52 The senior staff salary issue was back again on council’s agenda on December 10, 2012, when the Mayor presented a report, dated November 28, 2012, on the Senior Salary Review. The report provides some background information and states:
Council spent significant time tracking down and crunching numbers to finally come to suggested salaries for senior managers as well as a series of directives for staff.
53 In January 2013, the Mayor formed a Personnel Committee for the express purpose of reviewing the senior staff salary issue. On May 13, 2013, council approved recommendations from this committee.
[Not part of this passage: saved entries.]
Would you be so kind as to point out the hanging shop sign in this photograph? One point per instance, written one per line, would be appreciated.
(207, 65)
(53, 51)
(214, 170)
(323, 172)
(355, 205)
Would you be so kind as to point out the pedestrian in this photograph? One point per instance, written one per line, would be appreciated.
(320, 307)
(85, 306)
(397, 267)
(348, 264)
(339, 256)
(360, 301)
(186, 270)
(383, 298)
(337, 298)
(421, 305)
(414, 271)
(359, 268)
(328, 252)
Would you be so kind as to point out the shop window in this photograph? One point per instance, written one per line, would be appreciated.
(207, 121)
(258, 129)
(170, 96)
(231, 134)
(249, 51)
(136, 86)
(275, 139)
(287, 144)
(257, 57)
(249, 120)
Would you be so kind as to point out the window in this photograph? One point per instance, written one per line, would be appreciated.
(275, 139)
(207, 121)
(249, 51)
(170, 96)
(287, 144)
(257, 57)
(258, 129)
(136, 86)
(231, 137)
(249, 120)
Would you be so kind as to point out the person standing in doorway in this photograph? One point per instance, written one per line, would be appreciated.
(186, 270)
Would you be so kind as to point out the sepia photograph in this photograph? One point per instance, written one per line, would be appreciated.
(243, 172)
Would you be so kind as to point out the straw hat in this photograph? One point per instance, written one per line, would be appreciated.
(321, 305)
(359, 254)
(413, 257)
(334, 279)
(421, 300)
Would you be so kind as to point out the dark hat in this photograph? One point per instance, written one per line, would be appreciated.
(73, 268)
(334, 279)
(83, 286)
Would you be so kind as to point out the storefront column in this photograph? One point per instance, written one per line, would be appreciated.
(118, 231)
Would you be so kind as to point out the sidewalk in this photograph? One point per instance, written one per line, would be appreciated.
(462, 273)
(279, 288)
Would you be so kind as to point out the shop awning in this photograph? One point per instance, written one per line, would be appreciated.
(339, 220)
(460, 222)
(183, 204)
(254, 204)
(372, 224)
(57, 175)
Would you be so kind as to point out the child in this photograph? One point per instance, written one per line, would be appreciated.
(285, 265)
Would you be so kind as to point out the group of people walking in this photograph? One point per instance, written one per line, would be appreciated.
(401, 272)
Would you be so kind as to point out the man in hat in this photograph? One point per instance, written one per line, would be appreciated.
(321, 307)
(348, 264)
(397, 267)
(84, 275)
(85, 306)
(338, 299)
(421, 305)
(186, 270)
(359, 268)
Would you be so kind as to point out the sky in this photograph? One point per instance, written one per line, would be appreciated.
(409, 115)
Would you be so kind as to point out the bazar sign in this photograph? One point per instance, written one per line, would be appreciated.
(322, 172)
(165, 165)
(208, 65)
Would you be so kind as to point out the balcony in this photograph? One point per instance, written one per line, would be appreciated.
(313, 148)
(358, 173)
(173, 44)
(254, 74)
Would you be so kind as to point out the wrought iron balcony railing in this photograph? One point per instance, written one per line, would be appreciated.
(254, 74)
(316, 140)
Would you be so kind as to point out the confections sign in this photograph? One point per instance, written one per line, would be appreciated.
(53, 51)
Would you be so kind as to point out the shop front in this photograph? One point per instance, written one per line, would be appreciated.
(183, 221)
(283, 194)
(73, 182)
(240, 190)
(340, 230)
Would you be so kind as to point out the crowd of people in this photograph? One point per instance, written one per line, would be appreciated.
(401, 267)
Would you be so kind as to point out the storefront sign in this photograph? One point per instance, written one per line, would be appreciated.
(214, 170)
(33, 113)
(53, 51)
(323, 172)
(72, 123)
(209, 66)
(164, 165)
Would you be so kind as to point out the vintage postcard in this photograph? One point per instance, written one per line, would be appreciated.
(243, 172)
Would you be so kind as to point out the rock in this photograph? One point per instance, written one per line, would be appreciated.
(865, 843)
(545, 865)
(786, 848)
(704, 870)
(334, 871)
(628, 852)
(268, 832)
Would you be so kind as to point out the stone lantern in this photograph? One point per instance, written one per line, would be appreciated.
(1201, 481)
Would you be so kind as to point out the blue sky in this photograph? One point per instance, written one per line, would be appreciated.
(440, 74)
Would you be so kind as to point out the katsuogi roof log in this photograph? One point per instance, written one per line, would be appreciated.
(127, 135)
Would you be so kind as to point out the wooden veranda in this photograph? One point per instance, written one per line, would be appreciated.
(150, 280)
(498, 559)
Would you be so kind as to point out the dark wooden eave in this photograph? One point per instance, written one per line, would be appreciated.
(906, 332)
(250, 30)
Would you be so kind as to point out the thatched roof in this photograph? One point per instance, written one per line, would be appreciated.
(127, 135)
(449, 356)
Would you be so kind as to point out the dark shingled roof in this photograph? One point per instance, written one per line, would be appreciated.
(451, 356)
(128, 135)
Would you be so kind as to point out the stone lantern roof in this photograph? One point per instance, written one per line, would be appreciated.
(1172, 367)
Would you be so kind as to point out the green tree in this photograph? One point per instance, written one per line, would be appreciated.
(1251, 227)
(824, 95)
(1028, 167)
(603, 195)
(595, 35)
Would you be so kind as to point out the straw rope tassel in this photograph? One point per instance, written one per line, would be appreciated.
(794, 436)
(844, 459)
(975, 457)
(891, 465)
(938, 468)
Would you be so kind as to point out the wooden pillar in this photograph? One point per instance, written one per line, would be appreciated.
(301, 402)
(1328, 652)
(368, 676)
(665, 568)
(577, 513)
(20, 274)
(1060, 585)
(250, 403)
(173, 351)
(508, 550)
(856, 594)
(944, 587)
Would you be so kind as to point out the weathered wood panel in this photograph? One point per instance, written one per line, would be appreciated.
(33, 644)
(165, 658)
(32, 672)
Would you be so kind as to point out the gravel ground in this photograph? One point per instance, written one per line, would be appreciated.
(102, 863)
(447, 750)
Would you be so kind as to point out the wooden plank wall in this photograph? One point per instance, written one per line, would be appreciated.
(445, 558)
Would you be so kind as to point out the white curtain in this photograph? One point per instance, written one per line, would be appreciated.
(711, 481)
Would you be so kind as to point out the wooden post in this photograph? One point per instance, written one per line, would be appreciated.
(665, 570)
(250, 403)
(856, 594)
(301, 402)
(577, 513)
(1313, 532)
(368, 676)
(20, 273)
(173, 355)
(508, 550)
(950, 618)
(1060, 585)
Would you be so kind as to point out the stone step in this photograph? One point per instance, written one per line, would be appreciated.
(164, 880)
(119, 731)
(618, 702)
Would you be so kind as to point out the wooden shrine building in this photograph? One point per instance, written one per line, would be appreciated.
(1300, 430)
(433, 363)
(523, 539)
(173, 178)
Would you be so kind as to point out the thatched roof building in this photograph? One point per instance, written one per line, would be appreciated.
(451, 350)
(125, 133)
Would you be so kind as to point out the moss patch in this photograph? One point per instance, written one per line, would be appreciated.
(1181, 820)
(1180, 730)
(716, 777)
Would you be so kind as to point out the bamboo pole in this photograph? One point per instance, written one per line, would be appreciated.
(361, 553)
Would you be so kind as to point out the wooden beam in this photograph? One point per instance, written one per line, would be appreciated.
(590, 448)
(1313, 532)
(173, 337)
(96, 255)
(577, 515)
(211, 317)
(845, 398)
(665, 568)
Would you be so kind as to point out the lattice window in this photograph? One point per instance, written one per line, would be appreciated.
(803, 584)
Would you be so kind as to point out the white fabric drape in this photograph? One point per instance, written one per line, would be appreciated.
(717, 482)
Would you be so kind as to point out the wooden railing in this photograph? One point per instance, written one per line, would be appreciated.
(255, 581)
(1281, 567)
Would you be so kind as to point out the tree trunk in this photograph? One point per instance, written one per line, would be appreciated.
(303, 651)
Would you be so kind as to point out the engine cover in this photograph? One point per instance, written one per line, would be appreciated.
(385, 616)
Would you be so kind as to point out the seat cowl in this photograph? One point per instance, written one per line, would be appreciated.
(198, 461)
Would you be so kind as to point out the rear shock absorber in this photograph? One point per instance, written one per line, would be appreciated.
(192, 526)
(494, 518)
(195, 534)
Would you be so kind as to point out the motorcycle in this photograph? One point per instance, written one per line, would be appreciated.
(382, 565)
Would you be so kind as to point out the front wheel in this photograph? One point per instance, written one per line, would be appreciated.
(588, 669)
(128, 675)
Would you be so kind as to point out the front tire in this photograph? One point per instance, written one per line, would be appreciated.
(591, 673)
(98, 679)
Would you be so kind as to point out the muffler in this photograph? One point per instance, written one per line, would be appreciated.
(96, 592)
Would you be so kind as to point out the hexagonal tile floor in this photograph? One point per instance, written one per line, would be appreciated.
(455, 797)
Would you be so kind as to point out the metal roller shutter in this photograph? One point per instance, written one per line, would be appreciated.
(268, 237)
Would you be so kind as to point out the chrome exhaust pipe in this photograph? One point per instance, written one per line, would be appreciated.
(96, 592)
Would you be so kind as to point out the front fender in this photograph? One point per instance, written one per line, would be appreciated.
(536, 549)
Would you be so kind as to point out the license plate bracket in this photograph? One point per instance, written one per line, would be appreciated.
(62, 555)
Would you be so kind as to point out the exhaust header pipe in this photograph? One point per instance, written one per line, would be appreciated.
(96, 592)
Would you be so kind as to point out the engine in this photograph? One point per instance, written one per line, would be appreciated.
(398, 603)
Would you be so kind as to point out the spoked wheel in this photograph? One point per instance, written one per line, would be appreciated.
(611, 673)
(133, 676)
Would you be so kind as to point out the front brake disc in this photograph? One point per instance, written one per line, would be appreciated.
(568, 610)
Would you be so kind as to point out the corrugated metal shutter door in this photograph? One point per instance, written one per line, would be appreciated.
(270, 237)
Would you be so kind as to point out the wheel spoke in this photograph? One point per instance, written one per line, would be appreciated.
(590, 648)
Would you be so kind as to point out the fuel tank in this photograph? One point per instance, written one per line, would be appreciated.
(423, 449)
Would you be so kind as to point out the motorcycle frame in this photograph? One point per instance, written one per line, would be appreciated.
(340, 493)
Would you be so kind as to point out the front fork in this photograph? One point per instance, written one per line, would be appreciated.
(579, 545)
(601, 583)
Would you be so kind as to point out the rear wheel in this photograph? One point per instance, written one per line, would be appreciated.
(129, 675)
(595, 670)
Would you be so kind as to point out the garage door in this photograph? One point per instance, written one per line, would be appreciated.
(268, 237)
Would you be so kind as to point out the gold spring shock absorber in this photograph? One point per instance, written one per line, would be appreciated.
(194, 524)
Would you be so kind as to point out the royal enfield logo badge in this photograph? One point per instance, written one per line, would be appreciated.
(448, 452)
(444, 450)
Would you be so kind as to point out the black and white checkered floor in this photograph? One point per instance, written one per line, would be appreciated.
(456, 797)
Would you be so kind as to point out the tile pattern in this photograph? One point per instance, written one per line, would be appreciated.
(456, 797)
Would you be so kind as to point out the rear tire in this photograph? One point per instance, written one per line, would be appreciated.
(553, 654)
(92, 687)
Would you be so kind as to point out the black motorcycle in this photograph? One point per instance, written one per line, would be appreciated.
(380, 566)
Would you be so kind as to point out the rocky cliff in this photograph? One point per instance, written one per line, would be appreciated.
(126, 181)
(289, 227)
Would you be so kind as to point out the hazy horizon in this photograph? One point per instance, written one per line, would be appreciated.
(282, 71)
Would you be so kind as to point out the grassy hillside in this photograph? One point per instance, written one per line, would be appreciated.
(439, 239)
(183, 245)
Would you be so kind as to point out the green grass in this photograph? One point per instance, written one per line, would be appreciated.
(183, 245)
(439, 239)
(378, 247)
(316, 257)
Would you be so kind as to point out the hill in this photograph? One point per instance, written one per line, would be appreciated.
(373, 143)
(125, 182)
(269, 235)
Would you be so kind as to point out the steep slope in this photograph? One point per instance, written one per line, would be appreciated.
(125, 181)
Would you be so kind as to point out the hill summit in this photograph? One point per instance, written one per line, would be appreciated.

Our understanding is that the issue of senior staff salaries remains unresolved.
Analysis: Purpose of coming together
54 By November 14, 2012, when the Deputy Mayor sent out her email to council members, the purpose of the gathering on November 16 had evolved from a social activity to include a meeting one hour before the decorating session – to “sort out the salary issues.” In responding to the Deputy Mayor, Councillor Merkley questioned whether notice of the meeting was required as “a quorum constitutes a council meeting.” However, the group does not appear to have given any further thought to the procedural proprieties of meeting privately, without public notice, or staff present, to address an issue of council business.
55 The majority of the participants explained that the meeting took place before the float decorating began. This version of events is supported by the Clerk, who says she brought the documents to the Mayor in the in camera meeting room around 2 p.m. I do not accept the Mayor’s evidence that the meeting in the municipal offices took place during a break in decorating. Nor do I accept Councillor Emmons’ account that he was not at the municipal office, as it is contradicted by the four other council members and the Clerk.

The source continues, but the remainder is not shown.